His father carefully oversaw his business training, starting him out at age 19 as a clerk in a New York banking house. After joining the executive of the Staten Island Railway, he was made its president in 1862 then three years later was appointed vice-president of the Hudson River railway.

In 1869, he was made vice-president of the New York Central and Hudson River Railroad, becoming its president in 1877. He took over for his father as president of the Lake Shore and Michigan Southern Railway, the Canada Southern Railway, and the Michigan Central Railroad at the time of the Commodore's death.

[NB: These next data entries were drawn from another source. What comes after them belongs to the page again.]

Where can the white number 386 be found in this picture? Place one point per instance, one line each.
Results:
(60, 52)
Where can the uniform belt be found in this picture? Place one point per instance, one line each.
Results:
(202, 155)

He actively expanded the family's railroad empire, and added millions to the gargantuan Vanderbilt family fortune. At his retirement in 1883, his elder sons assumed the head positions in the family railroad empire, and they inherited his massive fortune when he died. It was in his sons' time that the Vanderbilt family demanded social recognition, and obtained it with the efforts of his daughter-in-law Alva, from the older families of New York City high society, centered on the Astor family, whom the Vanderbilts had by then far outstripped in wealth. After Alva's social conquests, the Vanderbilts were recognized as one of the leading families of American high society in the Gilded Age.

He and his wife had eight children: four sons and four daughters.

Vanderbilt was an active philanthropist, giving extensively to a number of philanthropic causes including the YMCA, funding to help establish the Metropolitan Opera and an endowment for the College of Physicians and Surgeons at Columbia University. In 1880, he provided the money for Vanderbilt University in Nashville, Tennessee to construct the Wesley Hall building for use as the Biblical Department and library and included 160 dormitory rooms for students and professors, lecture halls, as well as a cafeteria. The building was destroyed by fire in 1932 and his son Frederick made another donation to help cover the insurance shortfall and allow a new building to be constructed.

Vanderbilt was an avid art enthusiast; his collection included some of the most valuable works of the Old Masters, and over his lifetime Vanderbilt acquired more than 200 paintings, which he housed in his lavish and palatial Fifth Avenue mansion.

Despite his great wealth he never considered himself happy with it — shortly before his death he said: "The care of $200 million is too great a load for any back or brain to bear. It is enough to kill anyone. There is no pleasure in it."